Les opioïdes sont largement prescrits de par le monde, leurs effets secondaires sont maintenant mieux connus et leur prescription de mieux en mieux encadrée. Ils peuvent être responsables de déficit en androgènes, ces effets secondaires restent sous-estimés par les cliniciens, car les données montrent que 76 % des médecins généralistes et même 30 % des endocrinologues ne les connaissent pas. Une revue de la littérature récente a permis de faire le point sur cet effet secondaire.
La référence originale est « Kafel H, Braga-Basaria M, Basaria S. Opioid-induced androgen deficiency in men: Prevalence, pathophysiology, and efficacy of testosterone therapy.
Andrology. 2025 Feb 21 ».
Déficit en androgènes induit par les opioïdes chez l’homme : prévalence, pathophysiologie et efficacité de la thérapie à la testostérone.
Résumé
Contexte : les analgésiques opioïdes sont fréquemment prescrits pour le traitement de la douleur chronique et sont une cause fréquente de déficit androgénique chez l’homme. Malgré sa forte prévalence, cet effet indésirable de l’utilisation chronique d’opioïdes reste sous-estimé par les cliniciens. Par conséquent, le déficit androgénique reste sous-diagnostiqué et probablement sous-traité. Cette revue de la littérature est ciblée sur le déficit androgénique induit par les opioïdes et l’efficacité du traitement du traitement par la testostérone, en mettant l’accent sur ses effets antinociceptifs.

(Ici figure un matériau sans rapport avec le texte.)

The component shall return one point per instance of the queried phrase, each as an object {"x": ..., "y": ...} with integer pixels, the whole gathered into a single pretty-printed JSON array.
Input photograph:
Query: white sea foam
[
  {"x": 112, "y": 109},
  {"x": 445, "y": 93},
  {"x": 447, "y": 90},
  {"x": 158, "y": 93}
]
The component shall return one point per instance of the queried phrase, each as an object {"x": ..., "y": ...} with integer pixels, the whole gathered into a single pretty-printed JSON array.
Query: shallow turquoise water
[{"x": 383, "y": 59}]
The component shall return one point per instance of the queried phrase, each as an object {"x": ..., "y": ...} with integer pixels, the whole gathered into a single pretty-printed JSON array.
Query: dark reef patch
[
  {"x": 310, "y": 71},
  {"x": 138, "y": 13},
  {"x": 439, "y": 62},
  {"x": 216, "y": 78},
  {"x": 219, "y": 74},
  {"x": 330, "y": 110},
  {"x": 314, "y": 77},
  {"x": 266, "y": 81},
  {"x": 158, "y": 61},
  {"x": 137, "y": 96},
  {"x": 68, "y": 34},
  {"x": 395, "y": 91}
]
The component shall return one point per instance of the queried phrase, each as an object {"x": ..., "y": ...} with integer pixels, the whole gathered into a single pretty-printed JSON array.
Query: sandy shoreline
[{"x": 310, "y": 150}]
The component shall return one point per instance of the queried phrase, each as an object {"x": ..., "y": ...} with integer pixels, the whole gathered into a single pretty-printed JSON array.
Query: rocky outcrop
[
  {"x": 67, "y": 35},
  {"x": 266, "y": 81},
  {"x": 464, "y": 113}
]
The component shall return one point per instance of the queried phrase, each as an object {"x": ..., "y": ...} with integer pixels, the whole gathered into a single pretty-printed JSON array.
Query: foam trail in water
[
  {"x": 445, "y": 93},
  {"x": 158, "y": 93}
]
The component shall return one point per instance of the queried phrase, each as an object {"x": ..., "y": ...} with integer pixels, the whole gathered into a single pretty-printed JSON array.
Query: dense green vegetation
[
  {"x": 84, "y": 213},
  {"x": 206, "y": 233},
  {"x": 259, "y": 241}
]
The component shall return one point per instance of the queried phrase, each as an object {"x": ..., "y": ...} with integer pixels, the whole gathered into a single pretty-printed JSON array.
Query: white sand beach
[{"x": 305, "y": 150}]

Méthodes : les articles originaux et de synthèse sur la carence androgénique masculine induite par les opioïdes, publiés entre 1950 et juin 2024, ont été recherchés dans PubMed en utilisant les termes clés « opioids “, ” hypogonadism “, ” low testosterone “ et ” testosterone therapy ».
Résultats : les opioïdes suppriment l’axe gonadique principalement en inhibant la synthèse et la sécrétion de la GnRH. La prévalence du déficit androgénique induit par les opioïdes chez les hommes varie entre 20 % et 80 % et est influencée par le type d’opioïde utilisé, la durée d’exposition, l’âge de la cohorte et par le seuil de testostéronémie choisi pour définir le déficit. Des données limitées issues d’essais cliniques suggèrent que le traitement par testostérone améliore la libido, la composition de la masse corporelle et certains domaines de la qualité de vie chez ces patients. Des données récentes suggèrent également que la testostérone aurait des propriétés anti-nociceptives, confirmant certaines données d’études précliniques et d’études de population
Conclusion : L’utilisation chronique d’opioïdes est une cause fréquente mais sous-estimée de déficit en androgènes chez les hommes. Il est nécessaire de sensibiliser les cliniciens à cet effet indésirable de la consommation d’opioïdes. Les essais cliniques en cours permettront de mieux comprendre l’efficacité de la thérapie à la testostérone, en ce qui concerne ses effets anti-nociceptifs.
Commentaires : Cette revue de littérature présente de limites : elle n’a étudié que les données issues des patients ayant eu des ordonnances d’opioïdes en ce qui concerne l’impact sur l’axe gonadique masculin. Les données concernant les hommes souffrant d’une dépendance aux opioïdes, ont été exclus, car les deux populations de patients sont très différentes. Cette revue de la littérature est uniquement consacrée à l’évaluation de l’effet des analgésiques opioïdes sur les niveaux sériques d’androgènes et à l’efficacité du traitement par la testostérone chez les hommes souffrant d’un déficit androgénique induit par les opioïdes. Les effets du déficit en androgènes induit par les opioïdes sur la qualité du sperme n’ont pas été analysés, car les données publiées sont rares et concernent principalement des hommes souffrant d’une dépendance aux opioïdes.